It is here on the Kaiparowits that I first walk alongside surface layer coal beds. It is here I realize that I have no excuse to not speak up for public lands. The Kaiparowits drives home for me what wilderness entails: existential clarity, unforgiving solitude and irrevocable experience. Development is just the same but on the flip side of the coin: unforgiving, irrevocable. Once development starts up there is no going back; once wilderness is lost, it’s lost for good.
There’s a funny thing or two about how natural treasure works.
Size matters. Three individual parcels of wilderness don’t carry the same value as a single area three times the size of one. Contiguous wild spaces are the most powerful form of preservation, for wildlife habitats and historic study just as well as for adventure and explorers.
Pure existence matters.
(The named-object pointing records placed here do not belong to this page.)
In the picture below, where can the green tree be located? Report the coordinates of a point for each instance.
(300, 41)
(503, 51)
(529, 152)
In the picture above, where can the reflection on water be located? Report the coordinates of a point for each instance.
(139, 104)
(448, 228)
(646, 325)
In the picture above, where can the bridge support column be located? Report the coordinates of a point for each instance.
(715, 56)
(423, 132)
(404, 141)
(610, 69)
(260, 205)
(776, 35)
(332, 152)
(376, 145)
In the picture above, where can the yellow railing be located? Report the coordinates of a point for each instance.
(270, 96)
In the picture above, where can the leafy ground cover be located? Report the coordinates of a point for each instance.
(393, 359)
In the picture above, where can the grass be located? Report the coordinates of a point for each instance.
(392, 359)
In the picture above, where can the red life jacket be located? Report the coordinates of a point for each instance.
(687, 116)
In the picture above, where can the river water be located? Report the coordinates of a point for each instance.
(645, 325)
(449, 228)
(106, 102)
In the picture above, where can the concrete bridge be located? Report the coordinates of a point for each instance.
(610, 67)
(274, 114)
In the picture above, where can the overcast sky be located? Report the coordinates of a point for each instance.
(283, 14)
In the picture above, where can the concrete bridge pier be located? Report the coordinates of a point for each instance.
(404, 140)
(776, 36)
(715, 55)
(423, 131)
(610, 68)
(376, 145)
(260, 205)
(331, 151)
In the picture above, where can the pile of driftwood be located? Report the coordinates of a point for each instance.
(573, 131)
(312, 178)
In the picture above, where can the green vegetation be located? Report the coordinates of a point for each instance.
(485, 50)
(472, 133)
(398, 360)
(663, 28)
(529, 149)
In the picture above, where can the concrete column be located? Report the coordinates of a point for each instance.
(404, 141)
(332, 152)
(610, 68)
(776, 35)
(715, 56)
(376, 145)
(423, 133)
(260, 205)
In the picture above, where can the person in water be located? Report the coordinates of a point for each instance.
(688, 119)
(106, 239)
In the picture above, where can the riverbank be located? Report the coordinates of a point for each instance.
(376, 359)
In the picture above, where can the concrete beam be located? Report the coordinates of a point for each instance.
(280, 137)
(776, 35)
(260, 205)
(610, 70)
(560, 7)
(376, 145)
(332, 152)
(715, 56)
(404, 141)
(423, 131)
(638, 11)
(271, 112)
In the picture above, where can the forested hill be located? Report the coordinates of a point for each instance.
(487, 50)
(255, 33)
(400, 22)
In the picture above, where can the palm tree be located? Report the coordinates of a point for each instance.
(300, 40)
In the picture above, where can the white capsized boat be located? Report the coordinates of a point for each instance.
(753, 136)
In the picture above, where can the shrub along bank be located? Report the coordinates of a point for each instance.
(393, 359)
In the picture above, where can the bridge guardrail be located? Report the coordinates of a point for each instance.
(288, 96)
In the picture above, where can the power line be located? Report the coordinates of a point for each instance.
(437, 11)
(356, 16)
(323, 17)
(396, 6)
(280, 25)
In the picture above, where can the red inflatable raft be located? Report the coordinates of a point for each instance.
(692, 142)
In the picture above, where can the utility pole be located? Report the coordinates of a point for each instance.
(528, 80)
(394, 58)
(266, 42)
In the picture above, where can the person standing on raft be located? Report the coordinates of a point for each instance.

We don’t have to actually be out there hiking and exploring; simple knowledge of wilderness’ existence changes our understanding of ourselves, our past and our future. We don’t have to constantly - or ever! - venture off into the wild to feel its value; simply knowing that it’s there, that we CAN get lost if we just wanted to, and that our children have that very option, changes our lives.
Do you remember the feeling you had when you got the keys to your first car: all a sudden, the possibilities are endless; you could drive over to your friend’s house, or even all the way across the country! Did you actually drive all the way across the country? Your answer doesn’t change the power of the notion.